Liberté, Égalité, Fraternité

Liberté, Égalité, Fraternité

25 Luglio 2025 0 Di admin

Un annuncio destinato a segnare un punto di svolta nella storia diplomatica del Medio Oriente e, forse, anche in quella dell’Europa.
Con un messaggio breve ma inequivocabile, pubblicato direttamente sui suoi canali social, il presidente francese Emmanuel Macron ha dichiarato:
«Fedele al suo impegno storico per una pace giusta e duratura in Medio Oriente, ho deciso che la Francia riconoscerà lo Stato di Palestina».

La comunicazione ufficiale avverrà a settembre, nel corso dell’Assemblea generale delle Nazioni Unite.
Ma l’impatto politico è già qui, oggi. Con questa scelta, la Francia diventa la prima nazione del G7 a riconoscere formalmente lo Stato di Palestina, unendosi a oltre 140 Paesi nel mondo che hanno già fatto questo passo.

Non si tratta solo di una dichiarazione diplomatica: è una presa di posizione netta, in un momento in cui l’ingiustizia e la sofferenza della popolazione palestinese sono sotto gli occhi di tutti.
È anche un messaggio forte agli alleati occidentali, spesso immobili, titubanti o apertamente complici, quando si tratta di parlare di diritti dei palestinesi.

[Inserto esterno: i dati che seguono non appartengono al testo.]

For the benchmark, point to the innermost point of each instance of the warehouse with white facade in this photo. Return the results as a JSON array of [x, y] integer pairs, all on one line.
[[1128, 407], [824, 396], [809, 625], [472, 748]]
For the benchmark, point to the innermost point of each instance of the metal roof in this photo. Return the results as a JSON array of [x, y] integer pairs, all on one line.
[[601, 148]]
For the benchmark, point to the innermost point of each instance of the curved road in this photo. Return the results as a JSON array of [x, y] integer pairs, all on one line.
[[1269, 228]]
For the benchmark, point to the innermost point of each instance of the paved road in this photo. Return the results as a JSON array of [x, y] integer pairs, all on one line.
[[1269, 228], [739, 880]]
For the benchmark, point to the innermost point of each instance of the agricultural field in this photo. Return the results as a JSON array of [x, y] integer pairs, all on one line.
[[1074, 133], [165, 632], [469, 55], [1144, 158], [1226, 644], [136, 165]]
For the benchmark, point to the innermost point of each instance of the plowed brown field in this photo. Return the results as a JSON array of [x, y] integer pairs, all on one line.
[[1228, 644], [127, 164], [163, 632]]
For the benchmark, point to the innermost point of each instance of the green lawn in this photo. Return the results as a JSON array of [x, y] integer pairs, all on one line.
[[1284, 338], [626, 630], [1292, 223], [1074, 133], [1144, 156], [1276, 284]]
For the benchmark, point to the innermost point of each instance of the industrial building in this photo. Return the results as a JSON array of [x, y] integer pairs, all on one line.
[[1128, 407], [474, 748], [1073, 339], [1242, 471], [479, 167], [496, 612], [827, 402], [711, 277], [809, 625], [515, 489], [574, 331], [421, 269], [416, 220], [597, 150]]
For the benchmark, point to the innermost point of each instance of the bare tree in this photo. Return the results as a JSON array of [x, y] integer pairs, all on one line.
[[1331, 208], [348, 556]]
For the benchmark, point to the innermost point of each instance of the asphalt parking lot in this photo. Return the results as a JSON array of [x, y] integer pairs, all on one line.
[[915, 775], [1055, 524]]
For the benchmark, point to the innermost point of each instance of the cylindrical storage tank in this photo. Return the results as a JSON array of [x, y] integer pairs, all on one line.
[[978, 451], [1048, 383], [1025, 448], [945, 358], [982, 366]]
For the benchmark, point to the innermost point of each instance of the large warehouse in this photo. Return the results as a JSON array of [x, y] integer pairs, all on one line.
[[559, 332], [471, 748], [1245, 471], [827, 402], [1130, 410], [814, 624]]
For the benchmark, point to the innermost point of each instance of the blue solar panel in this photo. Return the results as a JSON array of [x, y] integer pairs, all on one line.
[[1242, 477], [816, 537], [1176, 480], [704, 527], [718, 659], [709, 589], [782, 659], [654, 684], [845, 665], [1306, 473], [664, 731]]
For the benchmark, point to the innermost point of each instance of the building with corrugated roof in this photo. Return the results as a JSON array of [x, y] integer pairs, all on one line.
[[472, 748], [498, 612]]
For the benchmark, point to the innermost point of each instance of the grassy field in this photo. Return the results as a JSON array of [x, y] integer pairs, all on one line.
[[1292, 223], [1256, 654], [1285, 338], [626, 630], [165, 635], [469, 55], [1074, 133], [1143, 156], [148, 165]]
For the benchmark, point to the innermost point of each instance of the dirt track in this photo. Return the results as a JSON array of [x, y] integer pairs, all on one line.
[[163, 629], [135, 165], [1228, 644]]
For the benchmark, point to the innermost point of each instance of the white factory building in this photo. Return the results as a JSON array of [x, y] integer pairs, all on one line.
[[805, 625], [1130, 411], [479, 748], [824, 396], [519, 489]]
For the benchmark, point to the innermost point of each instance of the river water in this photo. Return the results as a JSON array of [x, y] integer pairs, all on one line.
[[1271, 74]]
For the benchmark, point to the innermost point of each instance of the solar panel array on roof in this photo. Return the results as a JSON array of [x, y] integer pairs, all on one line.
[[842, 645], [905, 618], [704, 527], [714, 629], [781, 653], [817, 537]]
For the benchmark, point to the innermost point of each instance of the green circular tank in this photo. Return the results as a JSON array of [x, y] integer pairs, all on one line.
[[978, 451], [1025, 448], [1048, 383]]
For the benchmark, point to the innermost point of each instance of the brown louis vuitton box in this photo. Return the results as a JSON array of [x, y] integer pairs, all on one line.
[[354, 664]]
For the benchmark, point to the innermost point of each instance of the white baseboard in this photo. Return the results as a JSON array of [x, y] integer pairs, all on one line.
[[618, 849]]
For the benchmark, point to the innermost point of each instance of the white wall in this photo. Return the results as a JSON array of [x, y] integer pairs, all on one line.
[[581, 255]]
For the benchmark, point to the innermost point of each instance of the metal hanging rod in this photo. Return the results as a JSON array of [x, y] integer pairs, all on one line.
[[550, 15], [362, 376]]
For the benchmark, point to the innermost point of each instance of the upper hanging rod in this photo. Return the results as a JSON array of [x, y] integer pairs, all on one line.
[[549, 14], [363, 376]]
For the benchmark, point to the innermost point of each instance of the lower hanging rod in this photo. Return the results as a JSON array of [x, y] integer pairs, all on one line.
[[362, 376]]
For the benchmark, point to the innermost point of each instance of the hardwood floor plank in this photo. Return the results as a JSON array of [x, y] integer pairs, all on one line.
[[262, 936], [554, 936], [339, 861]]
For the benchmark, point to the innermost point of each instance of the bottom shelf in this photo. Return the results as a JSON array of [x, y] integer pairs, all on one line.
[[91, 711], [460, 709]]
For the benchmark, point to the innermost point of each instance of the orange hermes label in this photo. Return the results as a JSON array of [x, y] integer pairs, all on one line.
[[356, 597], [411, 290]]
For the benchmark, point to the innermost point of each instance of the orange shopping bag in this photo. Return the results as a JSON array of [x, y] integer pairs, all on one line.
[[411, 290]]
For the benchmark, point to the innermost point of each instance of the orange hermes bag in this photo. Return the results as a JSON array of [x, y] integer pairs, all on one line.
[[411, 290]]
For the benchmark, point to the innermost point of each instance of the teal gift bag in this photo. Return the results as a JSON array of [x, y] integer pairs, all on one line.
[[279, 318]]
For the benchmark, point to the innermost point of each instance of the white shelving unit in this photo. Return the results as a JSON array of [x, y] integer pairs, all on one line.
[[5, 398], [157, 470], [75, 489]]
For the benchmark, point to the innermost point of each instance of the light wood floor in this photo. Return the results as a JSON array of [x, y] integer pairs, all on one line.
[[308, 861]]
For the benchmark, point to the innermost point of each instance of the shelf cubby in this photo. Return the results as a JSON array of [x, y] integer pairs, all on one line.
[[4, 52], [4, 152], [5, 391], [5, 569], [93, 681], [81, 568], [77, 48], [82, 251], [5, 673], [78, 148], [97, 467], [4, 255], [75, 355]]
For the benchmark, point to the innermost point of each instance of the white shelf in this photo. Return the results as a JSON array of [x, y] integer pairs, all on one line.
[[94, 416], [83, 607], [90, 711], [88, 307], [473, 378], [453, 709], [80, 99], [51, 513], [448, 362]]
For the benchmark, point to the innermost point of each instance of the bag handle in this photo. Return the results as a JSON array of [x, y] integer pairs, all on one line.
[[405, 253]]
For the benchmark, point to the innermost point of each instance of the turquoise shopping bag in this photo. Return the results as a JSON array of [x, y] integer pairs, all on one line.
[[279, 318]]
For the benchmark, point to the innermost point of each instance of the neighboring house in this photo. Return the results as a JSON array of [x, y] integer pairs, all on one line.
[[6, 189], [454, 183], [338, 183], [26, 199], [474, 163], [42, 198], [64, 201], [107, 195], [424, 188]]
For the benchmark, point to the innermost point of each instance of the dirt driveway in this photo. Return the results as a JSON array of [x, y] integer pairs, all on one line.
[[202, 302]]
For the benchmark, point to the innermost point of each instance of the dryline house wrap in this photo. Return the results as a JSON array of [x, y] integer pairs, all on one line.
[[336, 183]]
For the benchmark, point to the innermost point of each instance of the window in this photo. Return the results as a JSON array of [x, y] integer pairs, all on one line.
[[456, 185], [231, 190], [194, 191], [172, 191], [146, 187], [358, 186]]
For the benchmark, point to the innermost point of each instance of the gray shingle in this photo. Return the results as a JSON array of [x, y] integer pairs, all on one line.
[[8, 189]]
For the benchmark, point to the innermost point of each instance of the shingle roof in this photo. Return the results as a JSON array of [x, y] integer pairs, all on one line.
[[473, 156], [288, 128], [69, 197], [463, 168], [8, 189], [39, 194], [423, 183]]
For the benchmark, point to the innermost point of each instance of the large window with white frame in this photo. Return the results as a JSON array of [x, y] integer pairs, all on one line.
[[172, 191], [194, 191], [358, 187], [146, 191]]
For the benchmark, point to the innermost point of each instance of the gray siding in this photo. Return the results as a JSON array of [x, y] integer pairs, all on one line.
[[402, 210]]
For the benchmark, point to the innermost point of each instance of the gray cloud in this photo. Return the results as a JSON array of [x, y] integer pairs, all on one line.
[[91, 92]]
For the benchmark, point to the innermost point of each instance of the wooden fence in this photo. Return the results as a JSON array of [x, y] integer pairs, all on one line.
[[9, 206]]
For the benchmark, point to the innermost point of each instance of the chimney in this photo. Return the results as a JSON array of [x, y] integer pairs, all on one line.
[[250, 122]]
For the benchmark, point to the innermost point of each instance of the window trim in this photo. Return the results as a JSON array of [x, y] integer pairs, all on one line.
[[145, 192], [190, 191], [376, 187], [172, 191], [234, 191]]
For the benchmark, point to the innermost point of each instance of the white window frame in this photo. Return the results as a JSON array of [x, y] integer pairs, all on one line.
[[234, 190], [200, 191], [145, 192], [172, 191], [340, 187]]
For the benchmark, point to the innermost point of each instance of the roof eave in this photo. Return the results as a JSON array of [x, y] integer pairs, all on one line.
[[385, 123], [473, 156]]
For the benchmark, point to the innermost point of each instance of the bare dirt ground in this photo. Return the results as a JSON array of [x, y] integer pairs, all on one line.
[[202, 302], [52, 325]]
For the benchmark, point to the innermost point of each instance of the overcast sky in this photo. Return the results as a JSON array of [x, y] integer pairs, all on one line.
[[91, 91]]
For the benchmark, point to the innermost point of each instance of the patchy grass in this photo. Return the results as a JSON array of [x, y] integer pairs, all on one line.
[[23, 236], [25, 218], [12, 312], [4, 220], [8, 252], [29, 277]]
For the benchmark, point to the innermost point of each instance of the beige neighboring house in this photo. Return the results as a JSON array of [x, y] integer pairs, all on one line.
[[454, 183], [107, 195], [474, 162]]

La scelta di Macron — discussa, criticata, apprezzata — segna un precedente.
Riconoscere la Palestina non significa ignorare Israele, ma riconoscere il diritto di un popolo a esistere, a vivere in libertà, a non essere cancellato. Sarà sufficiente? Aprirà la strada ad altri Paesi? È presto per dirlo.
Ma in un mondo che troppe volte ha scelto il silenzio, questo è almeno un inizio.
Un gesto politico, ma anche simbolico.
Un segnale.

A settembre, gli occhi del mondo saranno puntati su New York. E forse, anche su Parigi.

E L’italietta della Meloni & C dov’è?